The origin of the covering of the head lies in the Jewish ritual of Sotah. This ritual is described in the bible as a measure for the fidelity of a woman who has been accused of adultery. The bible prescribes that the rabbi is to first uncover the woman’s hair before beginning the ceremony and this is meant to disgrace the woman (Numbers 5:18). Despite this, the Kebutoh (7.6) implies that this tradition of women’s head coverings does not have its origins in the religion. The book describes grounds for which a man can apply for divorce and among them is when a woman “appears in public with loose hair”. The implication here is that head covering is not a strict law from God but rather one of modesty and humility.

The issue of head coverings has certainly a controversial one within the Jewish community. Today especially as a means of identification given that one would not tell a Jew based on their garments. It would definitely weigh upon one who did not wish to wear it. There would certainly be pressure from society to not only be a good Jew but also even to “look Jewish”. In traditional times a woman with her head exposed might have even been taxed up to four hundred zuzim for this transgression.

Any observant Jewish male must be aware of this symbolism. On the one hand, if he does not cover his head, he may be regarded by Orthodox Jews as one who chooses to rebel against the true course, no matter how observant he is. This could be harmful not only to the individual but could also lead to the whole community being viewed as hypocritical.

For a woman the situation may be worse. The decision for an unmarried woman not to cover her hair may be seen as a sign of immorality within the community. Since the hair is considered an ornament, which enhances the appearance of a woman, she showing of it would be considered as a deliberate act of deviation from the faith. In ancient times women began wearing wigs in response to the call to cover their hair. They borrowed this affectation from their counterparts who were non-Jews particularly in France. It seems this was not to be as it was stated that even though the hair was covered, the effect the wig had was the same as when the women uncovered their hair (Kershen 90).

While many religions observe the tradition of head covering, in recent times it is considered by them to be restrictive and oppressive especially by women in the west (Badran 26).
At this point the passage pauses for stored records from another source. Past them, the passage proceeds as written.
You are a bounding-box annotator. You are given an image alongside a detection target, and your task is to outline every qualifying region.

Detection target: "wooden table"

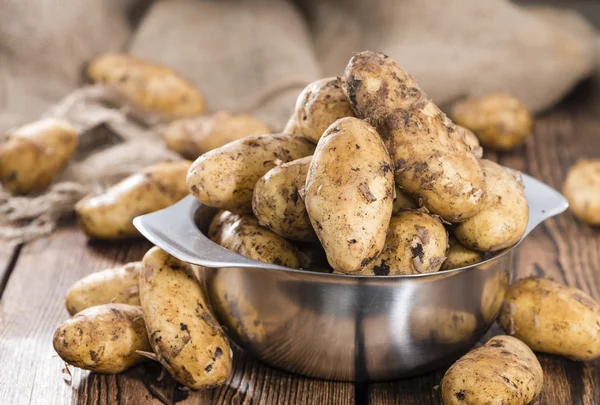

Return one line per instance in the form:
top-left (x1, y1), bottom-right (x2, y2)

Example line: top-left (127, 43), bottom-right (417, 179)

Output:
top-left (0, 82), bottom-right (600, 405)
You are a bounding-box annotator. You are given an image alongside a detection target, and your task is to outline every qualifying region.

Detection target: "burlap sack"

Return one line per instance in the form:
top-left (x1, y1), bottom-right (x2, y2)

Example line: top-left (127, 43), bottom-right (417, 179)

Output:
top-left (304, 0), bottom-right (596, 111)
top-left (129, 0), bottom-right (320, 130)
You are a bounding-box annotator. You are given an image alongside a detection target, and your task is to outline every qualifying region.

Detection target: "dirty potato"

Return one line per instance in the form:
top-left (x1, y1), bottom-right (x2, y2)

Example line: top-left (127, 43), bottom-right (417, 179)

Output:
top-left (498, 277), bottom-right (600, 361)
top-left (284, 77), bottom-right (354, 142)
top-left (87, 53), bottom-right (205, 122)
top-left (441, 237), bottom-right (483, 270)
top-left (392, 186), bottom-right (419, 215)
top-left (65, 262), bottom-right (142, 315)
top-left (0, 118), bottom-right (78, 194)
top-left (563, 159), bottom-right (600, 226)
top-left (163, 111), bottom-right (271, 159)
top-left (456, 159), bottom-right (529, 252)
top-left (304, 118), bottom-right (394, 273)
top-left (140, 247), bottom-right (233, 390)
top-left (252, 156), bottom-right (317, 241)
top-left (343, 51), bottom-right (485, 222)
top-left (359, 211), bottom-right (448, 276)
top-left (75, 160), bottom-right (190, 239)
top-left (441, 336), bottom-right (544, 405)
top-left (52, 304), bottom-right (151, 374)
top-left (451, 93), bottom-right (533, 151)
top-left (187, 134), bottom-right (315, 213)
top-left (221, 215), bottom-right (300, 269)
top-left (456, 125), bottom-right (483, 159)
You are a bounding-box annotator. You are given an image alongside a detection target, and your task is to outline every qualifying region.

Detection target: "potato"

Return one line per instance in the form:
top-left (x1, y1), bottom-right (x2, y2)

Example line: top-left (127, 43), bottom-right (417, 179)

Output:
top-left (450, 93), bottom-right (533, 151)
top-left (140, 247), bottom-right (233, 390)
top-left (75, 160), bottom-right (190, 239)
top-left (563, 159), bottom-right (600, 226)
top-left (0, 118), bottom-right (78, 194)
top-left (304, 118), bottom-right (394, 273)
top-left (456, 125), bottom-right (483, 159)
top-left (498, 277), bottom-right (600, 361)
top-left (344, 51), bottom-right (485, 222)
top-left (65, 262), bottom-right (142, 315)
top-left (52, 304), bottom-right (151, 374)
top-left (221, 215), bottom-right (300, 269)
top-left (252, 156), bottom-right (317, 241)
top-left (455, 159), bottom-right (529, 252)
top-left (207, 211), bottom-right (240, 241)
top-left (392, 186), bottom-right (419, 215)
top-left (87, 53), bottom-right (206, 121)
top-left (163, 111), bottom-right (271, 159)
top-left (359, 211), bottom-right (448, 276)
top-left (441, 336), bottom-right (544, 405)
top-left (441, 237), bottom-right (483, 270)
top-left (284, 77), bottom-right (355, 142)
top-left (187, 134), bottom-right (315, 213)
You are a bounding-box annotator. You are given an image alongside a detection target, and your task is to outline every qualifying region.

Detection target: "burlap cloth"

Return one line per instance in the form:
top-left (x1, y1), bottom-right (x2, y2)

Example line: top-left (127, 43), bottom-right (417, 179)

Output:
top-left (0, 0), bottom-right (597, 242)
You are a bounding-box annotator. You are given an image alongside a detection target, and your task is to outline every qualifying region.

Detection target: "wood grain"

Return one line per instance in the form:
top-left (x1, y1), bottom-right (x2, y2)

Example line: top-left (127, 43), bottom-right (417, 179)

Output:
top-left (369, 87), bottom-right (600, 405)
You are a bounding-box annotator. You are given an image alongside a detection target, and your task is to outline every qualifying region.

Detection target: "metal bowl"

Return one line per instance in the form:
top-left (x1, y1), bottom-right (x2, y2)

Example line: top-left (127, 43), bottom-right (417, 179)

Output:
top-left (134, 175), bottom-right (568, 381)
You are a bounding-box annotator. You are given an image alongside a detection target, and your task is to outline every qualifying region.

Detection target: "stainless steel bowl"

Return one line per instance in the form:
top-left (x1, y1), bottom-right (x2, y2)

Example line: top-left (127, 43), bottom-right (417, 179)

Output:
top-left (134, 175), bottom-right (568, 381)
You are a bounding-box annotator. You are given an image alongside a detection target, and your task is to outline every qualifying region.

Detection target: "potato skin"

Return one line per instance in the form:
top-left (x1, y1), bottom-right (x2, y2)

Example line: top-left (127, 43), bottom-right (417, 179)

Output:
top-left (359, 211), bottom-right (448, 276)
top-left (87, 53), bottom-right (206, 121)
top-left (163, 111), bottom-right (271, 159)
top-left (52, 304), bottom-right (151, 374)
top-left (140, 247), bottom-right (232, 390)
top-left (221, 215), bottom-right (300, 269)
top-left (187, 134), bottom-right (315, 214)
top-left (252, 156), bottom-right (317, 242)
top-left (292, 77), bottom-right (354, 142)
top-left (344, 51), bottom-right (485, 222)
top-left (75, 160), bottom-right (190, 239)
top-left (498, 277), bottom-right (600, 361)
top-left (456, 125), bottom-right (483, 159)
top-left (65, 262), bottom-right (142, 315)
top-left (563, 159), bottom-right (600, 226)
top-left (450, 93), bottom-right (533, 151)
top-left (304, 118), bottom-right (394, 273)
top-left (0, 118), bottom-right (78, 194)
top-left (455, 159), bottom-right (529, 252)
top-left (441, 237), bottom-right (483, 270)
top-left (441, 336), bottom-right (544, 405)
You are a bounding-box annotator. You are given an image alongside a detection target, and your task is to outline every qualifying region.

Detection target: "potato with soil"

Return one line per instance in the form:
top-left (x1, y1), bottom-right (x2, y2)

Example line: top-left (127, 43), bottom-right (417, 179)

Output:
top-left (359, 211), bottom-right (448, 276)
top-left (392, 186), bottom-right (419, 215)
top-left (65, 262), bottom-right (142, 315)
top-left (252, 156), bottom-right (317, 241)
top-left (0, 118), bottom-right (78, 194)
top-left (498, 277), bottom-right (600, 361)
top-left (456, 125), bottom-right (483, 159)
top-left (441, 237), bottom-right (483, 270)
top-left (221, 215), bottom-right (300, 269)
top-left (563, 159), bottom-right (600, 226)
top-left (87, 53), bottom-right (206, 122)
top-left (52, 304), bottom-right (152, 374)
top-left (284, 77), bottom-right (354, 142)
top-left (304, 118), bottom-right (394, 273)
top-left (75, 160), bottom-right (191, 239)
top-left (455, 159), bottom-right (529, 252)
top-left (441, 336), bottom-right (544, 405)
top-left (450, 93), bottom-right (533, 151)
top-left (187, 134), bottom-right (315, 214)
top-left (343, 51), bottom-right (485, 222)
top-left (163, 111), bottom-right (271, 159)
top-left (140, 247), bottom-right (232, 390)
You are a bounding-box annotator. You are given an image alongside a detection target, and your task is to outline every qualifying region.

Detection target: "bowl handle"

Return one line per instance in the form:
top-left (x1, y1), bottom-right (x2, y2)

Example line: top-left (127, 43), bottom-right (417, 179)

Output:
top-left (133, 195), bottom-right (287, 270)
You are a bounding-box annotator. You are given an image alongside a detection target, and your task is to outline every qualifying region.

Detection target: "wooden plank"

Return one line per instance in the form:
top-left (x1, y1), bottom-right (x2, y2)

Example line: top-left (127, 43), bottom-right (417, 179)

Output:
top-left (0, 226), bottom-right (354, 405)
top-left (369, 89), bottom-right (600, 405)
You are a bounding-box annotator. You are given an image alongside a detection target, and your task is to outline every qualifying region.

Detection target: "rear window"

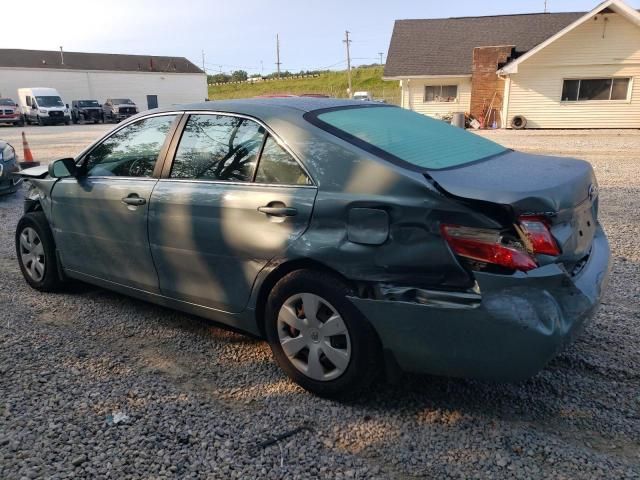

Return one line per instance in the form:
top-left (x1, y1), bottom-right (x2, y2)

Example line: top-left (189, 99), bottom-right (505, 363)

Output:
top-left (307, 106), bottom-right (507, 170)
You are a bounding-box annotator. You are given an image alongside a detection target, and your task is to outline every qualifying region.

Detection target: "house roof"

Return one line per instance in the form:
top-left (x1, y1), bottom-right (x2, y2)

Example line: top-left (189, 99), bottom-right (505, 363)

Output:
top-left (384, 12), bottom-right (585, 77)
top-left (498, 0), bottom-right (640, 74)
top-left (0, 48), bottom-right (203, 73)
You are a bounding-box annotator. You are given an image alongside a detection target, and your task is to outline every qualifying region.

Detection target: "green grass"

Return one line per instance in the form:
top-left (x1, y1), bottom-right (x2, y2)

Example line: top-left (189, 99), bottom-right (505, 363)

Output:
top-left (209, 67), bottom-right (400, 104)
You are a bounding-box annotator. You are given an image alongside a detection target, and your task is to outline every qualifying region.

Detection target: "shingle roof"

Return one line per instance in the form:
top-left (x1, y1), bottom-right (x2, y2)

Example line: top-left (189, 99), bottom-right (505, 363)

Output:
top-left (0, 49), bottom-right (203, 73)
top-left (384, 12), bottom-right (584, 77)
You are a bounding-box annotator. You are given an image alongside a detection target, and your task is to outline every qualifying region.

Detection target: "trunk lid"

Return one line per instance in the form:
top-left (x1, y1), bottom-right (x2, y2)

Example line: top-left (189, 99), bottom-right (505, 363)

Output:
top-left (427, 151), bottom-right (598, 271)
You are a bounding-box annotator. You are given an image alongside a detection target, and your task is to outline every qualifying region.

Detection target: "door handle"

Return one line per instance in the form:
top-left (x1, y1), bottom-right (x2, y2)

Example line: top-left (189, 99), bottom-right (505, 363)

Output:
top-left (258, 205), bottom-right (298, 217)
top-left (122, 193), bottom-right (147, 207)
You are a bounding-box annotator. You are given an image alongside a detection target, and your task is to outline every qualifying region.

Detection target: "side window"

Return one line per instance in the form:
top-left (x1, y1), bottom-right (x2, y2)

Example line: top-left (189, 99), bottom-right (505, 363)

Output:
top-left (170, 115), bottom-right (264, 182)
top-left (83, 115), bottom-right (175, 177)
top-left (256, 135), bottom-right (311, 185)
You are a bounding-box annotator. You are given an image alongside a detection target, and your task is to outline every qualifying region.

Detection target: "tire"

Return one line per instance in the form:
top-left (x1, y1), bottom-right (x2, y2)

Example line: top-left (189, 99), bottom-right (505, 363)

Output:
top-left (15, 212), bottom-right (65, 292)
top-left (265, 270), bottom-right (382, 399)
top-left (511, 115), bottom-right (527, 130)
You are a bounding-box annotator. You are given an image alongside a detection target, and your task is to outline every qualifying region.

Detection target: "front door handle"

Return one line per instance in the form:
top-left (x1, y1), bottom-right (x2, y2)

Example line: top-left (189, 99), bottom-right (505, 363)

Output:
top-left (122, 193), bottom-right (147, 207)
top-left (258, 205), bottom-right (298, 217)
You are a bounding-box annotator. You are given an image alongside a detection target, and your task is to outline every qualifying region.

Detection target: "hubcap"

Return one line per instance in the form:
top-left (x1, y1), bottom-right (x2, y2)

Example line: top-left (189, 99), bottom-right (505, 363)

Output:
top-left (20, 227), bottom-right (45, 282)
top-left (278, 293), bottom-right (351, 381)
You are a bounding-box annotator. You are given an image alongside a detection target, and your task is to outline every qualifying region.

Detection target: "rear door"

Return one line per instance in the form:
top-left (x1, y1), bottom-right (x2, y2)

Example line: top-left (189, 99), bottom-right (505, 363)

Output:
top-left (149, 113), bottom-right (316, 312)
top-left (52, 114), bottom-right (178, 292)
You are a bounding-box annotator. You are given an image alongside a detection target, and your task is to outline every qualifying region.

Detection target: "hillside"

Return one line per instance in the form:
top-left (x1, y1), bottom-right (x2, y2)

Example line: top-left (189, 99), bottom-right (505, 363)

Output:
top-left (209, 67), bottom-right (400, 104)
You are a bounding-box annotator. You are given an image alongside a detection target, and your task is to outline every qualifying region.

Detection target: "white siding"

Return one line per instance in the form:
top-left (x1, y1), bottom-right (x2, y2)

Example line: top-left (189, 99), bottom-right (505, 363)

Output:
top-left (507, 14), bottom-right (640, 128)
top-left (0, 68), bottom-right (207, 111)
top-left (402, 77), bottom-right (471, 117)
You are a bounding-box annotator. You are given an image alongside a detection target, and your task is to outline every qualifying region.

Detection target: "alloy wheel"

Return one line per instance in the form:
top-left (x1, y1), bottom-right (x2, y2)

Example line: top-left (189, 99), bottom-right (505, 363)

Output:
top-left (277, 293), bottom-right (351, 381)
top-left (20, 227), bottom-right (45, 282)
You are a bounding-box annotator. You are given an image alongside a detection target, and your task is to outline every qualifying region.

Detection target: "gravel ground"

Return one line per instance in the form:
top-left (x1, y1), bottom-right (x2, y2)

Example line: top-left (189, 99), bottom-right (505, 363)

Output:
top-left (0, 123), bottom-right (110, 163)
top-left (0, 127), bottom-right (640, 479)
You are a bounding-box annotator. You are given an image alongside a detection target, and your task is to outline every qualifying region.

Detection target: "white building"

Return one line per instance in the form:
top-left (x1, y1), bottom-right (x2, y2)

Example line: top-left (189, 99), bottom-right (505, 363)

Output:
top-left (0, 49), bottom-right (208, 110)
top-left (384, 0), bottom-right (640, 128)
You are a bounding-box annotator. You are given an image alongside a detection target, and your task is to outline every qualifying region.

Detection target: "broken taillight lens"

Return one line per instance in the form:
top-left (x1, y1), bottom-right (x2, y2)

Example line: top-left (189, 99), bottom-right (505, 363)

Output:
top-left (440, 225), bottom-right (538, 271)
top-left (518, 216), bottom-right (560, 256)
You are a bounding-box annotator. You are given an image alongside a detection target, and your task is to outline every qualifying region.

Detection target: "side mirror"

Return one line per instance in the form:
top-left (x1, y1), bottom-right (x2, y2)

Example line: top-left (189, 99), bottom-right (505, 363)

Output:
top-left (49, 158), bottom-right (78, 178)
The state of Oklahoma recently ratified house bill 1645 which prescribes what a person can wear while posing for an official national photo. The restrictions include headgear that covers the head with the inclusion of headscarves. It goes on to include those worn for religious reasons. In state sponsored schools in France, the wearing of any clothing with religious connotations is banned. The reasoning the schools give is that with the separation between church and state the wearing of such is in opposition to the spirit of the law.

With this it seems that the controversy that started in the 13th century still rages on to date. This controversy about the head covering has raged so fierce that it has led to the breaking of some factions from the main branch of the orthodox Jewish faith with seemingly no end in sight.

Bibliography

Badran, Margot. Feminism Beyond East and West: New Gender Talk and Practice in Global Islam. New Delhi: Global Media Publications, 2007. Print.

Gutmann, Joseph. Beauty in Holiness: Studies in Jewish Customs and Ceremonial Art. New York: Ktav Publishing House, 1970. Print.

Kershen, Anne J. 150 Years of Progressive Judaism in Britain: 1840-1990. London: London Museum of Jewish Life, 1990. Print.

The New Jerusalem Bible. Ed. Susan Jones. New York: Doubleday, 2011. Print

Strack, Hermann, Introduction to the Talmud and Midrash, 1945. Jewish Publication Society,. pp.72, 48 & 97.